Russia’s military presence in Transnistria deeply discredits Moldova’s declared policy of neutrality. Abandoning neutrality, however, would be not be feasible so long as Moldovan voters support it and oppose NATO membership by large margins. Russophile and “centrist” politicians exploit this situation to their advantage. For its part, Moldova’s current leadership understands that renouncing neutrality would hardly bring any benefits that could not be obtained through strategic partnerships with NATO members. Purely formal in the constitution, continuously violated on the ground by Russia, and not codified in any international document, Moldova’s “neutrality” allows its pro-Western leaders wide leeway to choose their defense and security partners (see EDM, August 11, 15, 17, 2022).
The new concept’s calculated silence on neutrality is matched by its abandonment of Russia’s approach to resolving the Transnistria conflict. The strategy sets the task of peacefully resolving this conflict “with the active participation of the European Union and other strategic partners.” This means (short of stating it explicitly) carrying out negotiations without Russia’s direct participation in shaping the political settlement, given that Moscow is no partner while all of Chisinau’s strategic partners can be found in the West. The concept further states that “the Russian troops, illegally stationed in our country, must withdraw from Moldova’s sovereign territory.” This implicitly rules out Russia’s demands—such as perpetuating Moldova’s neutrality and a political settlement to Moscow’s and Tiraspol’s satisfaction—as preconditions to the withdrawal of Russian troops and the disposal of ammunition stockpiles.
The document silently discards Russia’s decades-old concept for resolving the Transnistria conflict. That conception is based on the “5+2” negotiation format (where Russia has the upper hand and the European Union and United States are mere observers) to result in a “special status” for Transnistria that would negate Moldova’s sovereignty.
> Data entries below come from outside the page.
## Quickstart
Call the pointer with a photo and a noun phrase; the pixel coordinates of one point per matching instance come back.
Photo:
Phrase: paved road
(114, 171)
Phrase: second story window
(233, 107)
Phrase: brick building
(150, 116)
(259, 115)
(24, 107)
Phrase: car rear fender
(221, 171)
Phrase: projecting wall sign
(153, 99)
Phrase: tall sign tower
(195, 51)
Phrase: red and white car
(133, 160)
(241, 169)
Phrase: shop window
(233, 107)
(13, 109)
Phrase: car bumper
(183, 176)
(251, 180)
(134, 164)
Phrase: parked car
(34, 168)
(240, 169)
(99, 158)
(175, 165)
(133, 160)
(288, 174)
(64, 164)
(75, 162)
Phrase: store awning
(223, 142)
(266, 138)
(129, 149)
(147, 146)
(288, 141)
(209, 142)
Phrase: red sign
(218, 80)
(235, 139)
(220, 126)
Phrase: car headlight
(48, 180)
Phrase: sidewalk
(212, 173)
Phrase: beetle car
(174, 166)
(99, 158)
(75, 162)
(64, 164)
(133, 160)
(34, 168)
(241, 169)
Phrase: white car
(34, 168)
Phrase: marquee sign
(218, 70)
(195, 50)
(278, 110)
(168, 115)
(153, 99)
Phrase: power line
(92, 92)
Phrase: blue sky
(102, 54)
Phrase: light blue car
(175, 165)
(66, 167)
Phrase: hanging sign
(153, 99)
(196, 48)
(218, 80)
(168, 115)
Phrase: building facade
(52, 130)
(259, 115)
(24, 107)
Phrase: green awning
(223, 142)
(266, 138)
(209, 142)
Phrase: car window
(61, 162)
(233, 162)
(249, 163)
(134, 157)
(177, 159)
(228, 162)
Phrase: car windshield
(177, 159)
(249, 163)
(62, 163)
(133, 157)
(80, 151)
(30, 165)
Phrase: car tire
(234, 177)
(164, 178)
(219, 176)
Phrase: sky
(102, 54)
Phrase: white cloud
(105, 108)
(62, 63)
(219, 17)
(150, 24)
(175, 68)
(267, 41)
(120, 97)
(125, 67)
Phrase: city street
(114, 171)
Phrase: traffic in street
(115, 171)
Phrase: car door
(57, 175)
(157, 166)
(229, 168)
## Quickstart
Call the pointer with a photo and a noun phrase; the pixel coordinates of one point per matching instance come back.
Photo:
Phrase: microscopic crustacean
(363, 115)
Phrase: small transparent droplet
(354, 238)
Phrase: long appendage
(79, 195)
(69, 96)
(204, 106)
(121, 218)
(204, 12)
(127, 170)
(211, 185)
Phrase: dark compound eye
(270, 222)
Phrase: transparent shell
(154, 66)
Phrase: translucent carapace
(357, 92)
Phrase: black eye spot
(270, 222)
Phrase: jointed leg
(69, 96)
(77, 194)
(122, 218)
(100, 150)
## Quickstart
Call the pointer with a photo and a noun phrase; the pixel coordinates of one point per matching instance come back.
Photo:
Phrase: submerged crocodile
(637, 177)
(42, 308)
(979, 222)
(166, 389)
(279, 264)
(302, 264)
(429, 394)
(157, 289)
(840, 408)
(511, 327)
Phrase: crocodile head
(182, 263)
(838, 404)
That conception, in common with Moldova’s neutrality (Russia insists on linking the two), need not be officially denounced but simply ignored and transcended with Brussels’ support.
Moldova’s new leadership has eliminated the terms “5+2” and “special status” from its diplomatic and political vocabulary. Instead of negotiating in formats where Russia has the upper hand, Chisinau sets the task of approaching Transnistria directly, “working toward the gradual, peaceful reintegration of Transnistria.” The government will offer to “extend all the benefits of Moldova’s integration with the European Union to our citizens living on the left bank of the Nistru River.”
The strategy aims to fulfill all prerequisites for Moldova to join the European Union as a full member by 2030. “Our aim to join the European Union is not only about economic development and modernization but also about comprehensive security encompassing the energy, cyber, information, and military spheres.” Attaining this goal along with the entire agenda laid out by the National Security Strategy depends, however, on the current leadership’s re-election. Its ability to remain in control for the next two electoral cycles will greatly influence whether the central tenets of the new security concept come to fruition.